From 1990 to 2010, researchers came to understand cancer as "not just a disease of cells, not just a disease of genes," but a disease of genomes, which is an organism's complete set of DNA, including all its genes. Mukherjee told the assembly audience that normal cells undergo a series of mutations before becoming cancerous cells, with hundreds of gene mutations in any individual cancer. He said doctors and researchers have never encountered a human disease that has the same level of diversity as cancer.

Rather than searching for one elegant solution to fighting cancer, "we have begun to address this piece by piece by piece," he said.

Researchers are working to better understand the role of the immune system and how to harness it to fight certain types of cancer, as well as how to disrupt certain cancers by fighting them at the molecular level.

Mukherjee listed 10 hallmarks of cancer, involving pathways and acquired capabilities that differentiate cancer cells and their environment from normal cells in a healthy subject.
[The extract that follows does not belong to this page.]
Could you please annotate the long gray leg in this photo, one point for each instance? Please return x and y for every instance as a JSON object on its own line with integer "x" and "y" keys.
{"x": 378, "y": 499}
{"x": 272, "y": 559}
These include tumor-promoting inflammation, genome instability and mutation, and the ability to fend off destruction by the immune system and evade growth suppressors in the body. He said combining therapies that address hallmark characteristics of cancer cells is likely to yield "vast success" in the next phase of cancer treatments.

He said the cancer therapy research model has shifted from "try and try again" to "fail fast and early." Researchers are culling potential candidate pools for cancer therapy trials to identify individuals most likely to respond to specific therapies. This approach supports a new direction toward personalized precision therapies designed to be the best line of treatment for individual cancer patients.